The Rikers Education Program (REP) provides opportunities for students at Rikers Island (ages 16-21) and Columbia University students and faculty to engage in college-oriented education programming with a focus on social justice issues.  REP works with Columbia faculty and graduate students as well as community partners to develop and implement a wide range of education programs that utilize a variety of approaches including social justice pedagogy, collaborative project-based learning modalities, restorative practices and more. REP seeks to increase access to quality education for students who are incarcerated, to develop culturally responsive education programming, to cultivate positive social emotional development and to support students to think critically about issues of justice and incarceration.


Graphic Intervention is a graphic design program that engages students in education through creative design using iPads and graphic design software. Each week, students are introduced to a visual communication strategy and a technical software skill. Social justice issues are integrated through themed assignments, with the goal of engaging a future generation of socially conscious and responsible citizen-designers.

Beats, Rhymes & Justice, a collaboration with Audio Pictures LLC., uses digital music production, lyric writing and media literacy to engage young people in producing and recording songs at Rikers Island.  Students learn to create and record songs using iPads and music production software and also critically examine a variety of works from hip-hop artists including Tupac, Nas and Kendrick Lamar.

RikersBot, a collaboration with the Group for Experimental Methods in the Humanities at Columbia University, is a coding workshop and an algorithmic storytelling project set in and about Rikers Island.  Students learn coding by creating an automated Twitter acount (Twitter Bot) and collectively write stories in tweet form.  The Rikers Bot project gives all participants a chance to have their voices heard, to learn to code, and to gain real-world experience in writing, editing, and producing a project.

Social Enterprise Assembly is a program that teams Columbia and Rikers Students together in teams to develop an idea and an abbreviated business plan for a social enterprise start up, a for-profit business that also contributes to the public good.  Students brainstorm what issues in their community they would like to address, what kind of business they would want to start and then combine the two to create the vision for a social enterprise.  Students learn the basics of a business plan and what it takes to start a business.

Reel Justice Works, a collaboration with the Critical Media Society and the Hip-Hop Education Center, hosts film screenings and critical media literacy workshops that teach students how to use visual media as a tool for both social change and personal development.  Students learn how to be critical consumers of media, get exposure to careers in the film industry and work to create pitches for feature films and documentaries.

Rikers Studio in Architecture and Urban Design, a collaboration with Columbia University architecture professors, brings the architecture studio to Rikers Island where Columbia and Rikers students explore the foundations of architecture, design and urban planning. Students work together to design, create, and re-imagine what a neighborhood can look like culminating in a presentation of their work to the Architecture professionals and classmates.

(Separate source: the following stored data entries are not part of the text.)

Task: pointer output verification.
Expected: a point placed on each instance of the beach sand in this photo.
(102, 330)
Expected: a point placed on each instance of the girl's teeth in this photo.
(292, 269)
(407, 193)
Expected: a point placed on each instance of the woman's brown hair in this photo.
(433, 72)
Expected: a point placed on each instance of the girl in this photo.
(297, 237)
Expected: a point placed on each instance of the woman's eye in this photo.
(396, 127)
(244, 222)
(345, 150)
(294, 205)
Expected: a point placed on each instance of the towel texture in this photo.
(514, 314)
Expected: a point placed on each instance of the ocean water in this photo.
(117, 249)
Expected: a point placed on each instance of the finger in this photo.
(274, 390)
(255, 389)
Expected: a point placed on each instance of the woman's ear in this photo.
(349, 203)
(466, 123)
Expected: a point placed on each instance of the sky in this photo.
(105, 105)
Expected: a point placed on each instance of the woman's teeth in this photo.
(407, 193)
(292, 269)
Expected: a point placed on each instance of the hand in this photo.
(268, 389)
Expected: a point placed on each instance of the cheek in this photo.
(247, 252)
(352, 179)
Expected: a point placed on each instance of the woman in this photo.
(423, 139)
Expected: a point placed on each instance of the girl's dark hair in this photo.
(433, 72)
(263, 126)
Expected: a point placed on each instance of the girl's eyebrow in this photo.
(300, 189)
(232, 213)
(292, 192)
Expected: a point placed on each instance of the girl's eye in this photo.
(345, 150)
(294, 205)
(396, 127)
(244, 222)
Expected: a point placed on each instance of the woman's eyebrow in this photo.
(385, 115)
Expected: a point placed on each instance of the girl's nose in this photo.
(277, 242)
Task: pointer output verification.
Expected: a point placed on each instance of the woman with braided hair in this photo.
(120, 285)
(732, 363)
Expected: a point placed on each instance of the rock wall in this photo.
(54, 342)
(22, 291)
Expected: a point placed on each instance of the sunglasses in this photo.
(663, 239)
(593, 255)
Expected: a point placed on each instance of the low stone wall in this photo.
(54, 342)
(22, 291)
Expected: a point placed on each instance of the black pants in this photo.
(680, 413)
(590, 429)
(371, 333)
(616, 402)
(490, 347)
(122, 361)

Poetic Music for Survival is a skill ­based social justice education course that brings together poetry and hip ­hop by women of color as a way to reflect, learn, and then produce original work based on the inspirations developed in the class. This workshop engages students through verbal and written expression to develop academic and rhetorical skills, as wells as technological skills such as sound editing and recording. These skills can be used in professional workplace environments and beyond. Students will practice analyzing poetry and lyrics, as well as write original poetry and set them to music, created and recorded on iPads.

Writing for the I/Eye is a six­ week workshop that engages students in education through creative writing, in both visual and traditionally written forms. Each week, students are introduced to a form of creative writing alongside an artistic method of expressing the mediums of poetry, fiction, and creative non­-fiction. Additionally, they will keep a course ­long notebook in which they will free write, draw, color, and express themselves—techniques we hope they will continue to use after the course is complete. Research has repeatedly shown the therapeutic benefits of both free writing and artistic expression. Our goal is to maximize those benefits for our students by giving them multiple channels of self ­expression to use separately or together.